When "most academics are more interested in their research subject than they are in emotional relationships", as one professor says in our cover feature, it makes one wonder who would ever marry a scholar. Who would want a partner who spends more time with dusty tomes than with their family?
Luckily for them, it seems the answer is another academic. According to Dual-Career Academic Couples: What Universities Need to Know, a survey of 30,000 staff at 13 leading US public and private research universities by Stanford University's Clayman Institute for Gender Research, some 35 per cent of male academics and 40 per cent of female academics are married to other scholars.
It is the all-consuming nature of the profession that leads the author of our cover feature to advocate a relationship with someone in academia, preferably someone with similar or complementary interests.
Marrying within an academic discipline - disciplinary endogamy as it is romantically known - is more common in the sciences and engineering than in other fields.
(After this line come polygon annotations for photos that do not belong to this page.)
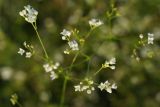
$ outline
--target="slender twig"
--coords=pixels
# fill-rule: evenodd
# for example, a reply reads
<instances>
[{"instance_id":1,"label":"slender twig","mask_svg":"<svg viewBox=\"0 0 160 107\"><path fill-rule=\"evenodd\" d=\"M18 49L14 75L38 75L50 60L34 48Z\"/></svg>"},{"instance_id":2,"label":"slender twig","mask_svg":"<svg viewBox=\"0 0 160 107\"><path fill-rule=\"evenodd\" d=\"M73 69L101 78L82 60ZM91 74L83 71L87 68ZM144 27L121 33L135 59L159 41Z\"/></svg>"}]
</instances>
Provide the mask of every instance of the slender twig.
<instances>
[{"instance_id":1,"label":"slender twig","mask_svg":"<svg viewBox=\"0 0 160 107\"><path fill-rule=\"evenodd\" d=\"M96 76L102 69L103 69L103 67L101 67L97 72L95 72L94 76Z\"/></svg>"},{"instance_id":2,"label":"slender twig","mask_svg":"<svg viewBox=\"0 0 160 107\"><path fill-rule=\"evenodd\" d=\"M67 77L64 78L64 82L63 82L60 107L63 107L63 105L64 105L66 86L67 86Z\"/></svg>"}]
</instances>

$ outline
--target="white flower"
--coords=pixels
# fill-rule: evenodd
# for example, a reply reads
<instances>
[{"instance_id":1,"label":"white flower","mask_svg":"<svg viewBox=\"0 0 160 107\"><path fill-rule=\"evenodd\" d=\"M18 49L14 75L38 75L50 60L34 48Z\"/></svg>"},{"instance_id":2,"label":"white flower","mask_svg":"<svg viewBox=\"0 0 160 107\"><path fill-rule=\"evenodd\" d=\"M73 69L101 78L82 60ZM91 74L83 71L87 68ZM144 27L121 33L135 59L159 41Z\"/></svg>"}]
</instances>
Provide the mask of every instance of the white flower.
<instances>
[{"instance_id":1,"label":"white flower","mask_svg":"<svg viewBox=\"0 0 160 107\"><path fill-rule=\"evenodd\" d=\"M67 40L67 38L69 38L71 36L71 32L63 29L63 31L60 33L62 36L62 40Z\"/></svg>"},{"instance_id":2,"label":"white flower","mask_svg":"<svg viewBox=\"0 0 160 107\"><path fill-rule=\"evenodd\" d=\"M100 26L102 24L103 24L103 22L100 21L99 19L91 19L91 20L89 20L89 25L91 27L98 27L98 26Z\"/></svg>"},{"instance_id":3,"label":"white flower","mask_svg":"<svg viewBox=\"0 0 160 107\"><path fill-rule=\"evenodd\" d=\"M20 16L24 17L29 23L36 22L38 12L30 5L24 6L24 10L19 12Z\"/></svg>"},{"instance_id":4,"label":"white flower","mask_svg":"<svg viewBox=\"0 0 160 107\"><path fill-rule=\"evenodd\" d=\"M102 90L106 90L108 93L112 93L112 89L117 89L117 86L115 83L111 84L108 81L106 81L105 83L100 83L98 85L98 88L102 91Z\"/></svg>"},{"instance_id":5,"label":"white flower","mask_svg":"<svg viewBox=\"0 0 160 107\"><path fill-rule=\"evenodd\" d=\"M52 66L49 64L44 64L43 68L45 69L46 72L51 72L53 70Z\"/></svg>"},{"instance_id":6,"label":"white flower","mask_svg":"<svg viewBox=\"0 0 160 107\"><path fill-rule=\"evenodd\" d=\"M68 45L73 51L79 50L78 43L75 40L69 41Z\"/></svg>"},{"instance_id":7,"label":"white flower","mask_svg":"<svg viewBox=\"0 0 160 107\"><path fill-rule=\"evenodd\" d=\"M25 53L25 50L24 50L24 49L22 49L22 48L19 48L18 53L19 53L20 55L23 55L23 54Z\"/></svg>"},{"instance_id":8,"label":"white flower","mask_svg":"<svg viewBox=\"0 0 160 107\"><path fill-rule=\"evenodd\" d=\"M148 44L153 44L154 34L148 33Z\"/></svg>"},{"instance_id":9,"label":"white flower","mask_svg":"<svg viewBox=\"0 0 160 107\"><path fill-rule=\"evenodd\" d=\"M139 38L140 38L140 39L143 39L143 34L140 34L140 35L139 35Z\"/></svg>"},{"instance_id":10,"label":"white flower","mask_svg":"<svg viewBox=\"0 0 160 107\"><path fill-rule=\"evenodd\" d=\"M26 58L30 58L32 56L31 52L26 52Z\"/></svg>"},{"instance_id":11,"label":"white flower","mask_svg":"<svg viewBox=\"0 0 160 107\"><path fill-rule=\"evenodd\" d=\"M95 88L92 86L93 81L86 79L85 82L80 82L78 85L74 86L75 91L86 91L87 94L91 94L92 91L95 90Z\"/></svg>"},{"instance_id":12,"label":"white flower","mask_svg":"<svg viewBox=\"0 0 160 107\"><path fill-rule=\"evenodd\" d=\"M50 77L51 77L51 80L54 80L58 78L58 75L54 71L51 71Z\"/></svg>"}]
</instances>

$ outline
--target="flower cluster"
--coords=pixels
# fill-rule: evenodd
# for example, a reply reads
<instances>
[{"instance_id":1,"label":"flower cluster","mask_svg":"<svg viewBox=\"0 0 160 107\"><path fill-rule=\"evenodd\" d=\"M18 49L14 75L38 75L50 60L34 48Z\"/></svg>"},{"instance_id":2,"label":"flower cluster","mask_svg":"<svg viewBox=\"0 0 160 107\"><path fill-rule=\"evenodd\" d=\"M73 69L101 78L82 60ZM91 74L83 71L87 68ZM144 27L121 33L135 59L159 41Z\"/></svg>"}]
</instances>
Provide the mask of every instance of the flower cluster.
<instances>
[{"instance_id":1,"label":"flower cluster","mask_svg":"<svg viewBox=\"0 0 160 107\"><path fill-rule=\"evenodd\" d=\"M87 94L91 94L92 91L95 90L95 88L93 87L93 81L89 80L89 79L85 79L85 81L80 82L79 85L74 86L75 91L86 91Z\"/></svg>"},{"instance_id":2,"label":"flower cluster","mask_svg":"<svg viewBox=\"0 0 160 107\"><path fill-rule=\"evenodd\" d=\"M102 64L103 68L111 68L111 69L115 69L115 64L116 64L116 58L111 58L109 61L105 61L104 64Z\"/></svg>"},{"instance_id":3,"label":"flower cluster","mask_svg":"<svg viewBox=\"0 0 160 107\"><path fill-rule=\"evenodd\" d=\"M89 25L91 27L98 27L98 26L100 26L102 24L103 24L103 22L101 20L99 20L99 19L94 19L93 18L93 19L89 20Z\"/></svg>"},{"instance_id":4,"label":"flower cluster","mask_svg":"<svg viewBox=\"0 0 160 107\"><path fill-rule=\"evenodd\" d=\"M148 33L148 44L153 44L154 34Z\"/></svg>"},{"instance_id":5,"label":"flower cluster","mask_svg":"<svg viewBox=\"0 0 160 107\"><path fill-rule=\"evenodd\" d=\"M27 5L24 6L24 10L20 11L19 14L24 17L27 22L34 23L36 22L38 12L30 5Z\"/></svg>"},{"instance_id":6,"label":"flower cluster","mask_svg":"<svg viewBox=\"0 0 160 107\"><path fill-rule=\"evenodd\" d=\"M43 65L43 68L46 72L50 73L51 80L54 80L58 78L58 75L55 73L54 70L57 70L59 66L60 64L58 62L56 62L55 64L46 63Z\"/></svg>"},{"instance_id":7,"label":"flower cluster","mask_svg":"<svg viewBox=\"0 0 160 107\"><path fill-rule=\"evenodd\" d=\"M69 54L70 51L78 51L79 50L79 45L78 42L76 40L71 40L71 32L63 29L63 31L60 33L62 35L62 40L67 40L68 41L68 45L69 45L69 49L66 49L64 51L65 54Z\"/></svg>"},{"instance_id":8,"label":"flower cluster","mask_svg":"<svg viewBox=\"0 0 160 107\"><path fill-rule=\"evenodd\" d=\"M117 89L117 86L115 83L111 84L108 81L104 82L104 83L100 83L98 85L98 88L102 91L102 90L106 90L108 93L112 93L112 89Z\"/></svg>"},{"instance_id":9,"label":"flower cluster","mask_svg":"<svg viewBox=\"0 0 160 107\"><path fill-rule=\"evenodd\" d=\"M22 49L22 48L19 48L18 54L20 54L20 55L25 54L26 58L31 58L31 56L34 53L33 46L32 45L28 45L26 42L24 42L23 45L24 45L26 50Z\"/></svg>"}]
</instances>

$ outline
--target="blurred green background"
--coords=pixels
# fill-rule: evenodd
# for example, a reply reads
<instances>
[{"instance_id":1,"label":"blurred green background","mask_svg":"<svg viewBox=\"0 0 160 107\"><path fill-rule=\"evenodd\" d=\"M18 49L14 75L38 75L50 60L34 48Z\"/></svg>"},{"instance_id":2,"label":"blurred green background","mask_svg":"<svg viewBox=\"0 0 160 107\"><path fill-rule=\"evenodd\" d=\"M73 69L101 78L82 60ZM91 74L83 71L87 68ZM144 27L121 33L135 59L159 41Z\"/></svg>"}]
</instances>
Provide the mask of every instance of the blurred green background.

About 70 per cent of physicists marry other scientists and 80 per cent of female mathematicians are married to other mathematicians.
Yet even an academic may have to adapt to their partner's first love, their research. The mother of the author of our cover story was never resentful of her husband's devotion to his career. "I was proud of what he was doing. I never felt neglected, never even gave it a thought." But for others, massaging the large but fragile scholarly ego can prove a high-maintenance and self-sacrificing activity. On the website Inside Higher Ed, one female scholar told of a colleague's ex-wife who confessed: "It's as if he wanted me to applaud for him every night when he came home. Believe me, I was impressed by his dissertation, his presentations, his research, his papers - even his thoughts - but at some point I had to ask myself, 'what happened to me?'"
Unsurprisingly, both these supportive examples are women. In the Stanford study, male academics were more likely to have a stay-at-home partner - some 20 per cent of men against 5 per cent of women - which helps in the single-minded pursuit of one's career.
On the flip side, when one partner gets a post at a different university, it is almost impossible for the other to find a similar position (this is the "two-body problem").
In all, couples comprise 36 per cent of the US professoriate, and one suspects the proportion in the UK is similar, although there is little data on the subject. For universities, this poses a big recruiting problem. In the US, couple-hiring strategies are common, with talk of a formula for assessing the combined talents of a candidate and his or her partner.
In some relationships, however, adding one plus one does not make a happy couple. For Mileva Maric, a mathematician and a scientist who became Einstein's first wife, the only formula that would apply would be E=MCP. She received a cruel memo from him outlining some shocking dos and don'ts for their relationship. These included the comment: "You will not expect any tenderness from me." It was not surprising that the cynical Albert would conclude: "Men marry women with the hope they will never change. Women marry men with the hope they will change. Invariably they are both disappointed."